How to choose a college

Erin Owen will graduate in May from the interior design program at Kirkwood Community College in Cedar Rapids, Iowa. She plans to pursue a career in commercial design after working more than a decade as a copy editor at a newspaper. She also is a graduate of Eastern Illinois University who holds a Bachelor’s Degree in Journalism.

If someone told a teenage me that I’d be back in college in my 30s seeking an associate degree, I probably wouldn’t have believed it. That headstrong and self-assured teenager saw one path for herself and couldn’t imagine it would go differently. But it did, because sometimes we outgrow our paths or consider others that were previously in the shadows.
Growing up, I always saw myself becoming a writer. I wrote for school papers since I was in middle school, contributed to a local newspaper while in high school and later went on to get my first professional job as a copy editor for a newspaper in Iowa. My path had verged some – from writing to editing – but I thought I was where I should be.
I didn’t have any reason to doubt that, I thought. But I realize now I never seriously considered other career paths. I went to college set on journalism. If you take one thing away from this, let it be this: You are in control of your path, and you owe it to yourself to choose one you enjoy and revise your course if necessary.
The first step in controlling your path is choosing a college. It can be overwhelming with so many schools. I can’t tell you which one is best for you, but I have found some things to be true. The name on your diploma matters less than the quality of the work you do while there. Students may seek the prestige names such as Harvard, Stanford and Columbia carry, but what is more valuable are the skills and experience students take with them upon graduation. A highly ranked school won’t answer questions in an interview for you.
Just as rankings and prestige can be hard to ignore, I would caution you not to be swayed by an attractive campus. I went to two colleges for my undergraduate degree. The first was a picturesque, sprawling campus with all the amenities, and the second’s claim to fame … well, it could later promote Tony Romo as an alumnus. Initially, the headstrong 18-year-old never considered the second college as a possibility. That was a mistake.
You know you’ve found a good fit not when the town has trendy shops but when you feel valued, like you’re more than a number.
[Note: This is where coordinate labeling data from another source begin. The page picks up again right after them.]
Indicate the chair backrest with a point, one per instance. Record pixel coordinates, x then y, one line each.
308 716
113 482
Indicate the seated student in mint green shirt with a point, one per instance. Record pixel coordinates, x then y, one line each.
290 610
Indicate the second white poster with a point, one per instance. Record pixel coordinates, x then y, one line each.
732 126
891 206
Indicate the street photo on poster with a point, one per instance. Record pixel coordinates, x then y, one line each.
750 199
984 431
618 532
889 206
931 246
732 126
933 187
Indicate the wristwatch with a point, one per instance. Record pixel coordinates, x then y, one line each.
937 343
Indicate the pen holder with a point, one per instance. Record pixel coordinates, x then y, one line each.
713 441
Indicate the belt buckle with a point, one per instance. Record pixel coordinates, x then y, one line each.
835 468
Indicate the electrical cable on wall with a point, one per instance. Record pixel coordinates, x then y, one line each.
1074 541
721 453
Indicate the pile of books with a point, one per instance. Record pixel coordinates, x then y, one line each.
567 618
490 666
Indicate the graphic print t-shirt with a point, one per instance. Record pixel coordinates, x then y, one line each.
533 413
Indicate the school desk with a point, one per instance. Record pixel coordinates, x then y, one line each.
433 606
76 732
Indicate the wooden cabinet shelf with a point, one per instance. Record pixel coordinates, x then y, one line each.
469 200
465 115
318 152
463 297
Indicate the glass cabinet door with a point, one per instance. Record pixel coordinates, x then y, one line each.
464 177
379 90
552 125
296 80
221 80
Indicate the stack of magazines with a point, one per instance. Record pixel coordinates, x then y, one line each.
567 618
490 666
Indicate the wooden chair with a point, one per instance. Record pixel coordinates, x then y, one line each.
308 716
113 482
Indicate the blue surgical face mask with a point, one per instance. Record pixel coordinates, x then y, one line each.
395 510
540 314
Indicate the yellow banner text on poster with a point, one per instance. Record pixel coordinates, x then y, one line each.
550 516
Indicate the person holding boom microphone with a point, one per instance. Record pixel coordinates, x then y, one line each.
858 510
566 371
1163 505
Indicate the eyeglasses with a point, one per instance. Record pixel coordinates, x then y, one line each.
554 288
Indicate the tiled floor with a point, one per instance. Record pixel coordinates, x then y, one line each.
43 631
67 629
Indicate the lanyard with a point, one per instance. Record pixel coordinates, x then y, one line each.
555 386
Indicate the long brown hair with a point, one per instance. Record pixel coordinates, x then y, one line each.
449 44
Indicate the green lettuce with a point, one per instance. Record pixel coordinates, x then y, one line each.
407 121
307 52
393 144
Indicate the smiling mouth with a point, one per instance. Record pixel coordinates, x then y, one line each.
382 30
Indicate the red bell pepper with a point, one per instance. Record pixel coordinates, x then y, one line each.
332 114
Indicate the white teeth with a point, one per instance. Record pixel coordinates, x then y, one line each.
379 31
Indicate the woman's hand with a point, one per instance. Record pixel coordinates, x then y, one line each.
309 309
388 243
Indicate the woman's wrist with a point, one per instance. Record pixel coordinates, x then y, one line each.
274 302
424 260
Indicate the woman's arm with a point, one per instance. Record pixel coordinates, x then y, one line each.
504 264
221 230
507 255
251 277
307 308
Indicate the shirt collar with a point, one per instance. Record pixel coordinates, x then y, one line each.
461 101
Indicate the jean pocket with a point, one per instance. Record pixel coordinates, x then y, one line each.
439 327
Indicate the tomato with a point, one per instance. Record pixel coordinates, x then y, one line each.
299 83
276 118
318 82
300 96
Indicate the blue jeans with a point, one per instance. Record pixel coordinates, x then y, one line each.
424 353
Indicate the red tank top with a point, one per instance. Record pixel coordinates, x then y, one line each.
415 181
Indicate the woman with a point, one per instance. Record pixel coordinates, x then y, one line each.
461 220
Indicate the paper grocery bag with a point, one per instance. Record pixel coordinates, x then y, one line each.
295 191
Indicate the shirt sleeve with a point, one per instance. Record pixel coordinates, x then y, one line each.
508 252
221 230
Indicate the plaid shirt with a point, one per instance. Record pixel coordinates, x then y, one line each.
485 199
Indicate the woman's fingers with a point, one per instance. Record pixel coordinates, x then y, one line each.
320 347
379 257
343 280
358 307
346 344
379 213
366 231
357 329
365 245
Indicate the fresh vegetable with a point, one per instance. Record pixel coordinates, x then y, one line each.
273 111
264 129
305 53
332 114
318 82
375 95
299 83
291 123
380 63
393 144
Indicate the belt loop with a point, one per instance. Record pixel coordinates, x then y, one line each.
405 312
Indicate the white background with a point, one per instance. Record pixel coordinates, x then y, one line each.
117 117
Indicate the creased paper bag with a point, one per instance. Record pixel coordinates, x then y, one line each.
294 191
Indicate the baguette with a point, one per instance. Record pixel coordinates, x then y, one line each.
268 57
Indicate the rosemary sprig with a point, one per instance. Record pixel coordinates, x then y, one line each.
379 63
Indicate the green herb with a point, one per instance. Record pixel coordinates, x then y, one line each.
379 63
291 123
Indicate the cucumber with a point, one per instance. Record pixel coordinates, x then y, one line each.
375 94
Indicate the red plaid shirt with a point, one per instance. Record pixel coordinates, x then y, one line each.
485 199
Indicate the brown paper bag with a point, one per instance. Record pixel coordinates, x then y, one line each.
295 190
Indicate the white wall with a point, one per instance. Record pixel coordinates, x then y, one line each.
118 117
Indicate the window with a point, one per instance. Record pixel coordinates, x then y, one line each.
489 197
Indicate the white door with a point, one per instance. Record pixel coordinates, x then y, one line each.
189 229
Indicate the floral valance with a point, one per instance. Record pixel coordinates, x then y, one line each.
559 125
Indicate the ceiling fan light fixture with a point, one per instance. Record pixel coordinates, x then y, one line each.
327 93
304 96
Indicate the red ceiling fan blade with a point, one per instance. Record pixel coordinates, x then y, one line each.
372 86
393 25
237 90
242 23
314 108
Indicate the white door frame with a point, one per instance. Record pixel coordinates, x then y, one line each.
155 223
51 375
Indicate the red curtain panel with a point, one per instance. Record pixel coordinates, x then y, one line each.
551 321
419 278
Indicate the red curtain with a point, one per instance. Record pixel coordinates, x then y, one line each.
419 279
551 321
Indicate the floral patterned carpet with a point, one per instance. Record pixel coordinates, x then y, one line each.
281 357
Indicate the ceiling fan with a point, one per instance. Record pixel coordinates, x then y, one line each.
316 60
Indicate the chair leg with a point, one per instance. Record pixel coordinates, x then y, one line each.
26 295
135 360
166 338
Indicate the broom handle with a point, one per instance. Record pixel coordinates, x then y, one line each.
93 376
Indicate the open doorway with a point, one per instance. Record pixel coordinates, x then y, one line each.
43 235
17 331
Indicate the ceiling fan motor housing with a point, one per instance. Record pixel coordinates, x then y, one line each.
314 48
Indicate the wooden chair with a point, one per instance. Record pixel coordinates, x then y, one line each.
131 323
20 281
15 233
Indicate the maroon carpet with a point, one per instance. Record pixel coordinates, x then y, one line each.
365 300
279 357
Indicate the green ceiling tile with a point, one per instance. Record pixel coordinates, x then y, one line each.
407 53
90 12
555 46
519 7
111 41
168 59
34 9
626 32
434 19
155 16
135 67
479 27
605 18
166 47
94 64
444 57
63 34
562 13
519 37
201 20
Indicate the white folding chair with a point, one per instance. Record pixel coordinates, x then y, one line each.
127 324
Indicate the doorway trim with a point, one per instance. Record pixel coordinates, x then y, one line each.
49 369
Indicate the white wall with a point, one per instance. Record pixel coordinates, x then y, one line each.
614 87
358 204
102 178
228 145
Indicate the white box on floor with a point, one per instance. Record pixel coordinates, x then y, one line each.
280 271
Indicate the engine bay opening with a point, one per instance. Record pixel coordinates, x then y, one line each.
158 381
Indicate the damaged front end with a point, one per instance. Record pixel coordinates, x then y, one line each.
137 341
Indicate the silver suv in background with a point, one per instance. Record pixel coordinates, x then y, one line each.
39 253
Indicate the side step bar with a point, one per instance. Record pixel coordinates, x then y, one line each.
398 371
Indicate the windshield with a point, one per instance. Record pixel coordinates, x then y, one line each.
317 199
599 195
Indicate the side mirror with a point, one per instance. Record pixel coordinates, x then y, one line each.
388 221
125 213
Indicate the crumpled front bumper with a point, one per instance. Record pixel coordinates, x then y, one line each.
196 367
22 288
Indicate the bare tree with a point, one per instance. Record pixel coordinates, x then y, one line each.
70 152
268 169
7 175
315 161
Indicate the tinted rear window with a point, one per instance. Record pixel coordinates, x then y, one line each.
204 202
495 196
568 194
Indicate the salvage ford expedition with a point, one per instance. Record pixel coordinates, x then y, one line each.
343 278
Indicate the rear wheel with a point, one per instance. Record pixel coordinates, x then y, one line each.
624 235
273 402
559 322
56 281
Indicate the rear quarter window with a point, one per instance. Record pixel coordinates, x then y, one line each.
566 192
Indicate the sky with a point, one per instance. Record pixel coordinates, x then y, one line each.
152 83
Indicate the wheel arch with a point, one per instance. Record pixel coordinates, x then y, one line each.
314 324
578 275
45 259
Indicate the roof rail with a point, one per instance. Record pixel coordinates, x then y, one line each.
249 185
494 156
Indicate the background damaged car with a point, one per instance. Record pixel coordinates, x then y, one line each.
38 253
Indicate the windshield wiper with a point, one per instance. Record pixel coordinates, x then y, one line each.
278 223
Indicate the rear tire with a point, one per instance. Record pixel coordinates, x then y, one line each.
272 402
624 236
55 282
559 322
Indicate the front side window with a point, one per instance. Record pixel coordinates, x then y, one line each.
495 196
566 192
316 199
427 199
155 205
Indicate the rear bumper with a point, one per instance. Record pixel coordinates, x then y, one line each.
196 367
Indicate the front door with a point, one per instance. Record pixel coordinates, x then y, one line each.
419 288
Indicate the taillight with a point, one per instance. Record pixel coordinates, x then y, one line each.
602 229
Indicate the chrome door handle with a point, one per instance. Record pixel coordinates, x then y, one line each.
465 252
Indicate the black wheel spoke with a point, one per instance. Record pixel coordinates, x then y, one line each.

When you have access to professors, small class sizes and quality resources at your disposal and, more importantly, when you feel at home, you know you’ve found a good college.
Do yourself a favor: Enter college with no preconceived ideas about what you’ll do later in life. Be open to learning and exploring subjects you hadn’t considered or challenge who you think you are. Say, for example, art was never your favorite subject in school. While you once may have found drawing challenging, computer programs that allow you to draw in 3D could remove a hurdle from the process and make drawing exciting for you.
Even if you’re successful at choosing the right college and bringing an open mind to your education, don’t be surprised if you find yourself back in school later in life. Change is a constant in all areas of life. Interests will change, job markets will shift and personal lives will play a big part in work choices. All of which could find you sitting in a classroom again.
But wherever you are on your path, it’s all about perspective. Rather than let papers, deadlines or tests become stressful, think of them instead as mile markers on your path. They’re signs of progress that you’re advancing toward your goal. That’s a path with which all can find agreement.